Whether Louisiana's UM law in fact applies in this multistate case depends on a conflict-of-law analysis, which is not at issue in this appeal. See Champagne, 893 So.2d at 786.
C. Whether a Forklift is a “Motor Vehicle”
We begin with the language of the statute to determine whether a forklift may be a “motor vehicle” for purposes of Section 1295. Although Section 1295(1)(a)(i) lacks a definitions section, it states that mandatory UM coverage shall be read into “automobile liability insurance [policies] ... delivered or issued for delivery in this state with respect to any motor vehicle designed for use on public highways and required to be registered in this state.”
Such mandatory UM coverage protects persons “who are legally entitled to recover nonpunitive damages from owners or operators of uninsured or underinsured motor vehicles because of bodily injury, sickness, or disease, including death resulting therefrom.”
.La.Rev.Stat. § 22:1295(1)(a)(i).
The UM statute does not define “motor vehicle,” but it does clearly distinguish between (1) the insured motor vehicle and (2) the uninsured (or underinsured) vehicle. When defining the former, the UM statute qualifies the term “motor vehicle” with the phrase “designed for use on public highways and required to be registered in this state.” When defining the latter, however, it refers only to “motor vehicles” and omits the modifying language. Stated differently, in the set of “motor vehicles,” only the sub-set of those “designed for use on public highways and required to be registered in this state” qualify to be the insured motor vehicle. In stark contrast, the uninsured or underinsured vehicle may be any vehicle from the entire set of “motor vehicles”; it is not restricted to membership in any sub-set.
Id.
The district court concluded, at least implicitly, that the statute's differentiation between the machines that qualify to be the insured motor vehicle and those that qualify to be the uninsured motor vehicle was deliberate, and proceeded to analyze the forklift under the meaning of “ ‘motor vehicle,’ as the term is used without modification.” The Boyetts do not directly address the difference between the two definitions of “motor vehicle,” but they do argue in terms of the unmodified usage of that term when identifying the uninsured vehicle. Redland counters that “the only reasonable construction of the statute is to apply the modifying language to the term ‘motor vehicle’ wherever it is used.” As forklifts generally are not registered and are not required to have the safety equipment necessary for a vehicle to operate legally on public highways— e.g., headlamps, tail lamps, stop lamps, turn signals and rearview mirrors—adopting Redland's position would exclude a forklift from the UM statute's scope.
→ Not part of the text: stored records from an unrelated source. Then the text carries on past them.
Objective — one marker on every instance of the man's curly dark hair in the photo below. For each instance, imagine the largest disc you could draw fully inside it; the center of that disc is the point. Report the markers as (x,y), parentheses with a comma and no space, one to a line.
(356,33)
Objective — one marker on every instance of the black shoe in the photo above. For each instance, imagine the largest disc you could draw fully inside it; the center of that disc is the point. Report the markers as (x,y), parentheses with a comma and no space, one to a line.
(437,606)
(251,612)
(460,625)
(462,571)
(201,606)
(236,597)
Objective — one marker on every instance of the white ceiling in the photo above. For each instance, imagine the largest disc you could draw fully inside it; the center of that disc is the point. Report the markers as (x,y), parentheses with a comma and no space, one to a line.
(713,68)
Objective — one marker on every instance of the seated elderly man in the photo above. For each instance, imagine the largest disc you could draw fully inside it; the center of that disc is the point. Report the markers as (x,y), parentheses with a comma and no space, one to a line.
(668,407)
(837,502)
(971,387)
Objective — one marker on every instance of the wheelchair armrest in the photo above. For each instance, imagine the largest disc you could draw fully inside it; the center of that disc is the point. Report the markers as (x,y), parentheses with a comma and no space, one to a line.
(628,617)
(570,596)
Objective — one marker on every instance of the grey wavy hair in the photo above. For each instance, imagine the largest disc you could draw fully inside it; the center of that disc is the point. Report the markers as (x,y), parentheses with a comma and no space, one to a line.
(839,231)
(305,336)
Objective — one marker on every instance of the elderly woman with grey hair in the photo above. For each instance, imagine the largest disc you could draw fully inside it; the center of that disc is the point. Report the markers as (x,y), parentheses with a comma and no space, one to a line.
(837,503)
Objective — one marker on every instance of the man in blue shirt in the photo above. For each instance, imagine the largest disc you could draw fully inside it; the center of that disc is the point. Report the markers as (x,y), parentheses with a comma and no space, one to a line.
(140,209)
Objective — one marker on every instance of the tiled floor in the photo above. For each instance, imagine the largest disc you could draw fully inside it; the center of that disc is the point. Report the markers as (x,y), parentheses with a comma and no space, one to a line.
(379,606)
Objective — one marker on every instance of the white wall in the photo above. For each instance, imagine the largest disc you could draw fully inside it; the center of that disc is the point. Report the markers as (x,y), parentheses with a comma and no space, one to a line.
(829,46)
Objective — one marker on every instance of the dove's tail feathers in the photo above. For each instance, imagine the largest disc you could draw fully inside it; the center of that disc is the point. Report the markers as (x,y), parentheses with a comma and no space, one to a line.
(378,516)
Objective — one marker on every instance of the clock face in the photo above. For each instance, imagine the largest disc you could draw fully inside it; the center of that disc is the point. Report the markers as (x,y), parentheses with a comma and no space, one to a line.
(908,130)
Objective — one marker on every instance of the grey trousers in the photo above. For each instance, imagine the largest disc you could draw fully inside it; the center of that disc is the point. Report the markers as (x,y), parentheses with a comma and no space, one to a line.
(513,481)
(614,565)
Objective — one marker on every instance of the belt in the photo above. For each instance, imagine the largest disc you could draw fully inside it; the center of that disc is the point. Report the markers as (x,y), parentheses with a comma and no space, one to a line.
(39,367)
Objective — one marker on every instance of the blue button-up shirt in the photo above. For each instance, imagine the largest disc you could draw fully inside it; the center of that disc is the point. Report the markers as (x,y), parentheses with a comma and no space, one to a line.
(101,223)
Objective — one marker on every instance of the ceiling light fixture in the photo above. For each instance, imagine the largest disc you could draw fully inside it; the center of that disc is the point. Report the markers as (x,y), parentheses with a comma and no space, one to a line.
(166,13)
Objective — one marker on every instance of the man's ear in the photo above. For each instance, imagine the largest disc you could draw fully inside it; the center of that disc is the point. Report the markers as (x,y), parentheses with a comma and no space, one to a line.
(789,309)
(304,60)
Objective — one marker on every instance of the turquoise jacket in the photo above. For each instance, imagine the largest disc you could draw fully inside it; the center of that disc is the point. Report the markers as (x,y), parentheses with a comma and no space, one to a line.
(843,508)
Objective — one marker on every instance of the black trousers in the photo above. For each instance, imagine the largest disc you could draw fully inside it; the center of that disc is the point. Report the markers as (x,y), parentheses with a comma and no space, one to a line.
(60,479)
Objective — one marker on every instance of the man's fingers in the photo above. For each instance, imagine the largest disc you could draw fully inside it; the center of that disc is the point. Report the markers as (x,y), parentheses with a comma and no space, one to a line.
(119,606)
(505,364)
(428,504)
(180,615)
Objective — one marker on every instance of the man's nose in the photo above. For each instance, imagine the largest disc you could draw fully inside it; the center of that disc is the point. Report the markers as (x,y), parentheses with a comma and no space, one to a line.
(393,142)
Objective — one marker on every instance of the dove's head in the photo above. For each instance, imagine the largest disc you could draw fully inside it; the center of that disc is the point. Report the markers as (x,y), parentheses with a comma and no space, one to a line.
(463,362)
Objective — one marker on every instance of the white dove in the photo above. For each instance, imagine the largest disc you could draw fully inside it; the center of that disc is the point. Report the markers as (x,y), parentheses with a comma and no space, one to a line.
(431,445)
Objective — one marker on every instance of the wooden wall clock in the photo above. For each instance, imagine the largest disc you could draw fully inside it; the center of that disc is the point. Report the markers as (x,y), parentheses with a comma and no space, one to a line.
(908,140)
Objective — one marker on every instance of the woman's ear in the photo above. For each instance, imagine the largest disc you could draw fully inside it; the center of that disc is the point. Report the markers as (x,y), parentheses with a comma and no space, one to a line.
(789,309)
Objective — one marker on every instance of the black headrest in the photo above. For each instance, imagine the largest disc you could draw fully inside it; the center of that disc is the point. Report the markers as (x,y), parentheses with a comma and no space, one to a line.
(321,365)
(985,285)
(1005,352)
See, e.g.,La.Rev.Stat. §§ 32:53, 32:303, 32:304, 32:306, and 32:354.
“When interpreting a statute, all parts of a statute should be given effect, and an interpretation making any part superfluous or meaningless should be avoided.”
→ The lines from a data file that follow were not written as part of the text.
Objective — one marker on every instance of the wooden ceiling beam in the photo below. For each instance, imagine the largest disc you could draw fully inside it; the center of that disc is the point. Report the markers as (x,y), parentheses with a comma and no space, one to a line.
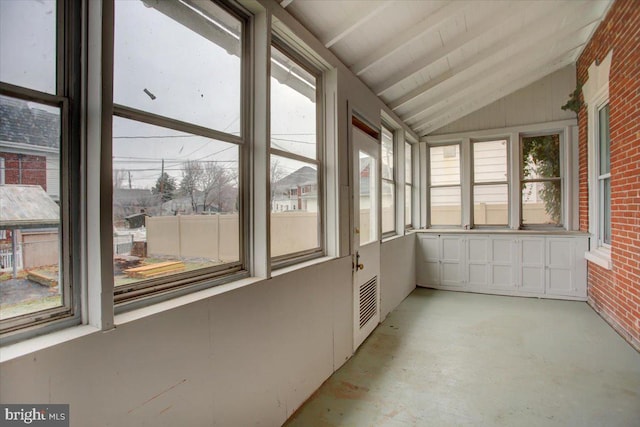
(493,18)
(429,24)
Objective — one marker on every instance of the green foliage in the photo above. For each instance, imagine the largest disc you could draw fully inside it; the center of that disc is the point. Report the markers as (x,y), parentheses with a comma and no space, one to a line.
(541,159)
(574,103)
(165,187)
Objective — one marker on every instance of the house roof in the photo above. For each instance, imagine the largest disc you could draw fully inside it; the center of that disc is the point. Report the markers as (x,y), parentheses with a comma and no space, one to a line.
(306,175)
(27,206)
(28,123)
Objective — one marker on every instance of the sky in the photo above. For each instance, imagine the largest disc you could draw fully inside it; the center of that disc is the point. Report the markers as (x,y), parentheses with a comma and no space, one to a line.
(162,67)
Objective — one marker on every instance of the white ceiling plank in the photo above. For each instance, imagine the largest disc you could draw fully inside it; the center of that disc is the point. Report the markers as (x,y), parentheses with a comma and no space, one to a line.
(534,53)
(483,96)
(452,45)
(517,69)
(285,3)
(353,22)
(427,25)
(494,53)
(483,102)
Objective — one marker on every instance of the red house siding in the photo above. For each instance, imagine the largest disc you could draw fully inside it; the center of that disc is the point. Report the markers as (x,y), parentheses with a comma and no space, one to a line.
(615,294)
(28,170)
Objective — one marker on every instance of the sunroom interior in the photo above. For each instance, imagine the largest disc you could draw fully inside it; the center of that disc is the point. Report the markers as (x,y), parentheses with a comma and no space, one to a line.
(238,192)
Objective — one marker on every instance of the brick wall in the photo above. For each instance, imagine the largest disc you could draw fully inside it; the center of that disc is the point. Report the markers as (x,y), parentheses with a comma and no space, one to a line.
(615,294)
(28,170)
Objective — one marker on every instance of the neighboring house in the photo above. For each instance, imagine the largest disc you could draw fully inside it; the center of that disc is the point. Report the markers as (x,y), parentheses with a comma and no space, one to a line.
(29,146)
(297,191)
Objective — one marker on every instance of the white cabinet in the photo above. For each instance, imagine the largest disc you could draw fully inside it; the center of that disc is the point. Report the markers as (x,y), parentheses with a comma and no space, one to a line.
(504,264)
(532,264)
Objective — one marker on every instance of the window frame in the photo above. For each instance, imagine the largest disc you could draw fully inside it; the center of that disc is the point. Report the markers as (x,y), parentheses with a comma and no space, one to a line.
(561,179)
(408,185)
(68,99)
(507,182)
(157,289)
(300,60)
(393,180)
(460,184)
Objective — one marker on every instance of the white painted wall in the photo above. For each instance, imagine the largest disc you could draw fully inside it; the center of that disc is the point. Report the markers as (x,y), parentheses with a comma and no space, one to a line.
(539,102)
(397,272)
(246,357)
(251,356)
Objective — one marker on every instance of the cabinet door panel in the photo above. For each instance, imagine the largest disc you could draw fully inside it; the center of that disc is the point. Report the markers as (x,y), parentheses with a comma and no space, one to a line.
(532,264)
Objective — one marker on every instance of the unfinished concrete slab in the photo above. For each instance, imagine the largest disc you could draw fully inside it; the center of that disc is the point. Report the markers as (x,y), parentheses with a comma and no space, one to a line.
(458,359)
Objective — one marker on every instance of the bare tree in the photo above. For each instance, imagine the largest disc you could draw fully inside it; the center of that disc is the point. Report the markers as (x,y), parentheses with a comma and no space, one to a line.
(216,181)
(276,174)
(192,174)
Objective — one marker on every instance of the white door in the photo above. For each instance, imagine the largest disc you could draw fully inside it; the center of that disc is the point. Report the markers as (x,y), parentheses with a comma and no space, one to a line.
(366,235)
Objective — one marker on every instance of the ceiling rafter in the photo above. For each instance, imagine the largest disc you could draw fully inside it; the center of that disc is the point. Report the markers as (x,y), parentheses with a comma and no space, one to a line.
(494,63)
(483,96)
(353,22)
(482,57)
(429,24)
(449,47)
(518,66)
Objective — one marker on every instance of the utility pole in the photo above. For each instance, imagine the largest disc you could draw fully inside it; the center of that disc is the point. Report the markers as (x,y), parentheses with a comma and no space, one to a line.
(162,181)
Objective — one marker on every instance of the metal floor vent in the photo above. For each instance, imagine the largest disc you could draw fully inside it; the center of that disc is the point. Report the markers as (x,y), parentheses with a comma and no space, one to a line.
(368,300)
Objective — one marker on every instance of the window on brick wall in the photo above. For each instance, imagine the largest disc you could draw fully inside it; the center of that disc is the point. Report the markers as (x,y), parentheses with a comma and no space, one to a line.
(177,146)
(604,177)
(596,96)
(388,182)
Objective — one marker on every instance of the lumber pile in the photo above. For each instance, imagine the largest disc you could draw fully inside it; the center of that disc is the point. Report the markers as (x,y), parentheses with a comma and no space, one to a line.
(42,279)
(152,270)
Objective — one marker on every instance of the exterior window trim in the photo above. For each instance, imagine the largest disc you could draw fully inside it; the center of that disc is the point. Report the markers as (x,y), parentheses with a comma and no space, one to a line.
(459,185)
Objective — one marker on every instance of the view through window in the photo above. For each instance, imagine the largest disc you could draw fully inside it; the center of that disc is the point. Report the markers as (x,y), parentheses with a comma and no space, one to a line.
(177,133)
(31,141)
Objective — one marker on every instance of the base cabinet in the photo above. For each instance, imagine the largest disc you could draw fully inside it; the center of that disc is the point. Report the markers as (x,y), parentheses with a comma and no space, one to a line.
(542,265)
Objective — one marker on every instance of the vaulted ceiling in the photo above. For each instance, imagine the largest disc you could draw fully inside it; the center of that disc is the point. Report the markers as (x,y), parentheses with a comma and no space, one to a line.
(433,62)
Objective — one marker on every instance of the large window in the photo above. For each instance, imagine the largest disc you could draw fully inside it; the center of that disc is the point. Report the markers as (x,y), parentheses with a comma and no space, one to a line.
(541,180)
(388,183)
(490,183)
(604,177)
(296,184)
(177,138)
(445,195)
(39,152)
(408,185)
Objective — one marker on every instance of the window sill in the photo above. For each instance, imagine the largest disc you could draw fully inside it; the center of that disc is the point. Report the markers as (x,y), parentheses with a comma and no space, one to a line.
(600,256)
(22,348)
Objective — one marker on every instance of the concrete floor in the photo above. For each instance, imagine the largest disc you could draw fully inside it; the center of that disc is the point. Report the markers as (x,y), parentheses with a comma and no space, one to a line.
(457,359)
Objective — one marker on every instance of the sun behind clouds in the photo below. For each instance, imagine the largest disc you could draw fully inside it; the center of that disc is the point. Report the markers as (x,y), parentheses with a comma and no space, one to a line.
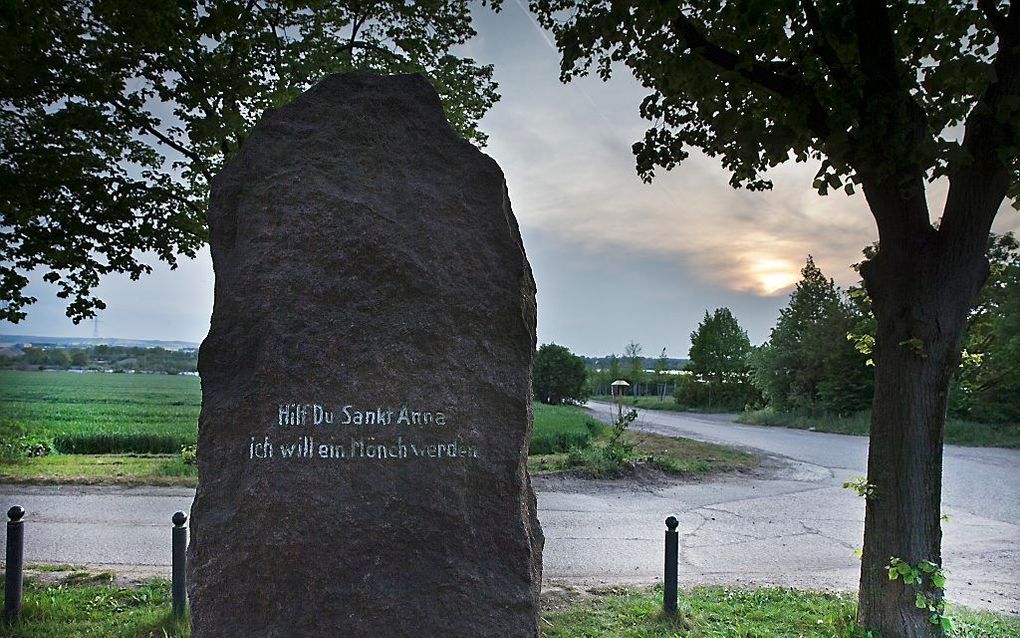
(769,276)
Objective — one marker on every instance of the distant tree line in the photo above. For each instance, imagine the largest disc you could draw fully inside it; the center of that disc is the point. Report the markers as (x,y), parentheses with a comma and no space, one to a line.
(105,358)
(817,358)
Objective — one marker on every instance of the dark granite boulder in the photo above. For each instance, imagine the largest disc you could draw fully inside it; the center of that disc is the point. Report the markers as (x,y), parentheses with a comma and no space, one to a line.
(366,381)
With this axiom of statutory interpretation in mind, we observe that accepting Redland's definition of “motor vehicle” would make the modifying phrase in Section 1295(1)(a)(i) superfluous. If the legislature meant to restrict both the insured vehicle and the uninsured vehicle to the sub-set of vehicles “designed for use on public highways and required to be registered in this state,” then it need not have included the restrictive or limiting language that it employs to describe only those vehicles that qualify as insured motor vehicles. Thus, to give full effect to all words of Section 1295(1)(a)(i), so that none is superfluous, we must conclude that the legislature did not intend to limit the statute's protective scope only to damages caused by those uninsured or underinsured vehicles that are “designed for use on public highways and required to be registered in this state.”
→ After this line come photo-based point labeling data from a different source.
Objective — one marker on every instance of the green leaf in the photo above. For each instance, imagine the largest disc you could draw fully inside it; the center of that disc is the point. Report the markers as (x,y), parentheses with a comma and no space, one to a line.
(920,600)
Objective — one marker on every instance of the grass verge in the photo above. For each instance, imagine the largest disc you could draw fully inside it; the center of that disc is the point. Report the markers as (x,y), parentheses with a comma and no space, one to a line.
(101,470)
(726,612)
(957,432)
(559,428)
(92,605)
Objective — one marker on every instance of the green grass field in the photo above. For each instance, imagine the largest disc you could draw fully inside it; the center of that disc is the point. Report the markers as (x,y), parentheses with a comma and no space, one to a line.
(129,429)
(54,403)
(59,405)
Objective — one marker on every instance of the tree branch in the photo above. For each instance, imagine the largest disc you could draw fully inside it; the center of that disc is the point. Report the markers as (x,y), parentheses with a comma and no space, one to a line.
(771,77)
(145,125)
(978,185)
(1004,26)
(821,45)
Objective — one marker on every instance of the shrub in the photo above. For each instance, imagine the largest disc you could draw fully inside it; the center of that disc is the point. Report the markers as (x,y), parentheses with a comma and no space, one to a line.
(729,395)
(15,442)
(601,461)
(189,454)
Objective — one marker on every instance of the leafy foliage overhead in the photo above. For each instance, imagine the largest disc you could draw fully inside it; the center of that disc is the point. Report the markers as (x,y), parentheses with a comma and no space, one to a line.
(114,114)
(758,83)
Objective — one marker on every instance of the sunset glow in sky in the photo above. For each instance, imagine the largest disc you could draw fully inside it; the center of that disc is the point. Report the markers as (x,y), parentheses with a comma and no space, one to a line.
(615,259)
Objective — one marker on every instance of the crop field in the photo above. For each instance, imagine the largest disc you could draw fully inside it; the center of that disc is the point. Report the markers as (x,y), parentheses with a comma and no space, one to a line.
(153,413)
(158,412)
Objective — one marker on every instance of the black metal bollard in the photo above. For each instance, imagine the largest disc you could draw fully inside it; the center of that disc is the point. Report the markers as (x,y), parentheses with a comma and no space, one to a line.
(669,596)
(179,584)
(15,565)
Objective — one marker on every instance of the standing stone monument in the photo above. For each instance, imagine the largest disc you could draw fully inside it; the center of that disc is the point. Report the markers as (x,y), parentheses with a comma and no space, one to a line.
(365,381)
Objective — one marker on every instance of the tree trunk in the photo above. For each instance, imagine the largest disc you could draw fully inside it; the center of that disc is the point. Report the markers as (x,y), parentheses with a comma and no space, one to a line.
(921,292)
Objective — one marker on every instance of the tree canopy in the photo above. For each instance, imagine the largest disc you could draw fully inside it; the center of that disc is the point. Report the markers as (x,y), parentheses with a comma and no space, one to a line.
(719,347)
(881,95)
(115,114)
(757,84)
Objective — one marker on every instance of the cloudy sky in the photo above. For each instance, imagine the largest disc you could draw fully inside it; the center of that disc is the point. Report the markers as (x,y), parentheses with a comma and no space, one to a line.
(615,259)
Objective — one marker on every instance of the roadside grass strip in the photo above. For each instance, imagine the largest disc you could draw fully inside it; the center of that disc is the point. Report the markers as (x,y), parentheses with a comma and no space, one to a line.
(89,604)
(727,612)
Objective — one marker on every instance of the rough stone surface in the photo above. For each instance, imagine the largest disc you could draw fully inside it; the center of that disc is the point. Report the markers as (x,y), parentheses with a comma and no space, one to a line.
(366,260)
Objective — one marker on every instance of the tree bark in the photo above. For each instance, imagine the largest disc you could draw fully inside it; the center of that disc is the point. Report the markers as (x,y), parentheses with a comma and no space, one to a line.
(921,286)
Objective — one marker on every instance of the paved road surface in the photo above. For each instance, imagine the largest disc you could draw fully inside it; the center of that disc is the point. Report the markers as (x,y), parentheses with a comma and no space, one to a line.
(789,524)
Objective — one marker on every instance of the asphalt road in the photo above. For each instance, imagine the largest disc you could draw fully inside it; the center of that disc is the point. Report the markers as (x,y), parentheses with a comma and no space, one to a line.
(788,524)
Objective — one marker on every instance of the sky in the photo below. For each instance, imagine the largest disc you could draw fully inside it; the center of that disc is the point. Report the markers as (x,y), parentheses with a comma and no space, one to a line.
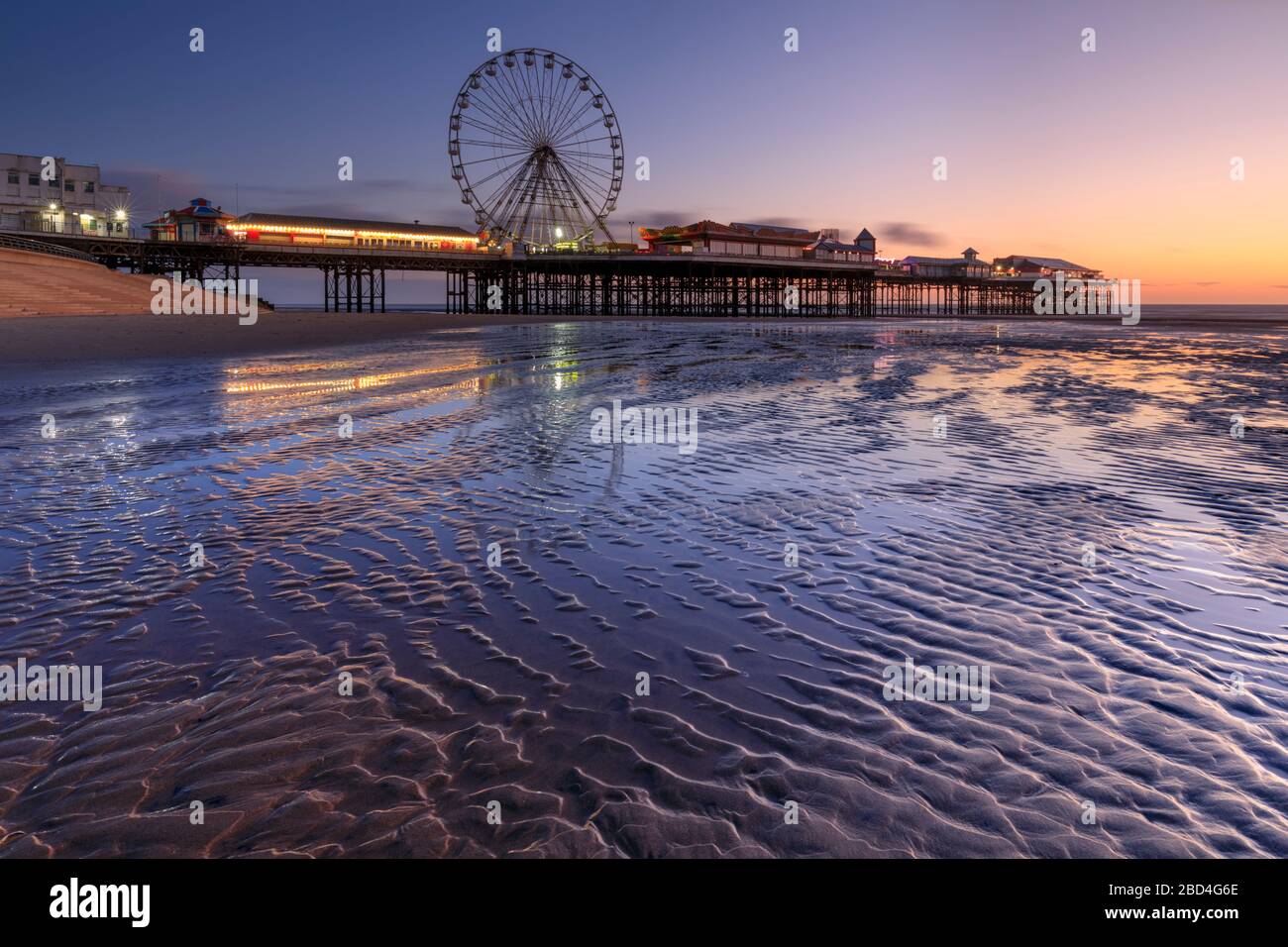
(1119,158)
Champagne, 893 So.2d at 786 (citing First Nat'l Bank of Boston v. Beckwith Mach. Co., 650 So.2d 1148 (La.1995)).
The Louisiana Supreme Court's repeated exhortations to construe the UM statute in favor of insureds support this interpretation: The legislature meant exactly what it wrote.
Thus, it must be presumed to have recognized that motor vehicles not designed for use on public roads still pose a risk of “bodily injury ... or death” when and if they are actually operated on those roads, leading that body to protect insured drivers and their passengers from the risk that those “other” motor vehicles might turn out to be uninsured or underinsured. Thus, validating the asymmetrical treatment of insured versus uninsured motor vehicles in the plain language of the UM statute does not produce an absurd result; to the contrary, not validating it certainly could.
See Gray, 977 So.2d at 845;see also Hoefly, 418 So.2d at 578;A.I.U. Ins. Co., 404 So.2d at 949.
Having concluded that the legislature did not intend to define “motor vehicle” as Redland suggests, we now must determine whether the uninsured forklift in this case is in fact a “motor vehicle” under the Louisiana UM statute. Given Section 1295's omission of any definition of “motor vehicle,” we turn to the canons of statutory interpretation to inform our Erie guess on this point.
When there is no binding Louisiana law on point, we look to other persuasive legal authorities.
Amer. Int'l Specialty, 352 F.3d at 260;see also supra n. 24.
Amer. Int'l Specialty, 352 F.3d at 260.
We first note that the Louisiana Supreme Court has not been presented with the question of what constitutes a motor vehicle for the purposes of the UM statute; neither has it been asked to define the term “motor vehicle” as used in that statute. In the absence of a controlling Louisiana Supreme Court case, one source to which we may turn is other portions of the Louisiana Revised Statutes that are pertinent to such insurance coverage. Although the Louisiana Highway Regulatory Act (“LHRA”)
contains the provisions governing motor vehicles and traffic regulation, and includes a definition of “motor vehicle,” Section 1 of the LHRA explicitly states that such definition applies only when “used in this Chapter.”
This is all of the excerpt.